Major platforms like Ethereum, Cardano, and Solana are currently paying out the equivalent of 3.5 to 5.5% per year for staking. See the Staking Reward website for current estimates. As you might expect, staking rewards are larger on less reputable platforms. Of course, these rewards compound on top of coin appreciation. If you earn 4% Ether via staking, but Ether appreciates 50% relative to USD, then you effectively earned 6% by staking (in USD).


The crypto market has received little regulation to date and has seen a great deal of fraud. It's been estimated that over half the trading volume on exchanges is bogus (trading within parties to artificially manipulate coin price). Many worthless coins have been created for a quick pump and dump or "rug pull" scam, benefiting the coin issuer at the expense of other investors.

Investments in legitimate projects are at risk too. One big risk is the exchange you purchase coins on. Many exchanges receive little regulation, if any. It's possible the exchange doesn't hold the assets you've bought—they could claim to hold a million coins, but actually only have a small fraction of that. Even if they have the coins at the time of your purchase, many exchanges have been hacked and lost customer's coins. Unlike stock brokerages, there's typically no insurance here. You, the customer, risk a complete loss in these events.

Another risk in buying a legitimate coin is that its price may be inflated by illegitimate means. For example, even if Ethereum is a legitimate platform that proves very useful (I'm not saying it is or isn't), the price of Ether may be inflated by NFT or ERC-20 token scams that run on the Ethereum network using Ether.


The market for smart contracts is growing and likely to expand significantly in the coming decade, primarily due to the reduced cost and speed at which they can execute. Many researchers in the field expect over 5x growth by 2031.

If usage of a particular blockchain grows fast enough, its coin could appreciate substantially relative to other currencies (e.g. fiat). On some networks, coins can actually be burned (destroyed) faster than they are created, further boosting coin price with usage. An investor can also increase coin holdings by roughly 4% per year (current estimate) by staking.

Even if smart contract usage grows over 5x, a big question is where this usage will take place. Will most of these execute on Ethereum, Hyperledger or some other platform we’re not even aware of now? Unfortunately, we don’t have a good answer for this. We can make predictions based on metrics like current usage, number of developers, and current cost per unit work. However, the youth of the technology combined with the huge number of competing platforms and fraudulent activities makes these predictions highly uncertain.

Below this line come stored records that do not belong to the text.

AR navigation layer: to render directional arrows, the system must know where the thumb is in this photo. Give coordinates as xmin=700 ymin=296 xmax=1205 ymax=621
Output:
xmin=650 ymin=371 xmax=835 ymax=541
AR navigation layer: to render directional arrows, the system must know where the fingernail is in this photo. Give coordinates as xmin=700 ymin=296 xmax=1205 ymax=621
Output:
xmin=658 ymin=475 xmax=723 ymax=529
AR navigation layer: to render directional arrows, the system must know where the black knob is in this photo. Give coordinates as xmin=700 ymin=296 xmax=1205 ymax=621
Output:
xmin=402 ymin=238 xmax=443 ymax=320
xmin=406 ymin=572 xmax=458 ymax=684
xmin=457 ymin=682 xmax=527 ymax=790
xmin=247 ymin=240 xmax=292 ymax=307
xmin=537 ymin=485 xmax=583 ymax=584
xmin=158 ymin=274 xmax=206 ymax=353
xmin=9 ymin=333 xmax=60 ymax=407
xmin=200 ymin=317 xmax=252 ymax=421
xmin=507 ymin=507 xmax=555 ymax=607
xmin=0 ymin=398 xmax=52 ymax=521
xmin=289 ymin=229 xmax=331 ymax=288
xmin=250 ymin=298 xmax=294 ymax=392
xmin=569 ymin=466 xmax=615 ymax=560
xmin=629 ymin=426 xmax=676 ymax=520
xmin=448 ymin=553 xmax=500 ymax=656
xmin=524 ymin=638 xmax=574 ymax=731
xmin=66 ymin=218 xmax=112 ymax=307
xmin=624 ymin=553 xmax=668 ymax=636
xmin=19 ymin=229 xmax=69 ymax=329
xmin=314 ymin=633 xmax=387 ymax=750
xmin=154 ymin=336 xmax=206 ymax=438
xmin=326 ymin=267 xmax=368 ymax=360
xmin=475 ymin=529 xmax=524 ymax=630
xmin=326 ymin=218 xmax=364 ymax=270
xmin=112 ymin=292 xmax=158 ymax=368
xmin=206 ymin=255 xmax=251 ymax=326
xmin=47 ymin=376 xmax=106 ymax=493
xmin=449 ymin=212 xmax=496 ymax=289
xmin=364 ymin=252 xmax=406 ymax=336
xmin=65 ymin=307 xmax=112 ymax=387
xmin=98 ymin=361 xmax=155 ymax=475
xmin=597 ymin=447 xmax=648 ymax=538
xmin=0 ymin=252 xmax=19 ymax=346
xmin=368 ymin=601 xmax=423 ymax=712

Given the uncertainty of where smart contracts will execute (Hyperledger, Ethereum, ...), I won't invest a large percent of my money in any of these coins. I consider it similar to the 1903 auto industry scenario described by Warren Buffett. I can appreciate that a smart contract expert may have superior insight to foresee that a certain platform, say Ethereum, will likely dominate the market. However, I'm not even in a position to understand if they are correct. (With most investments, 90+% of the "experts" making such predictions are actually phonies, trying to trick you into buying something or reading their article.)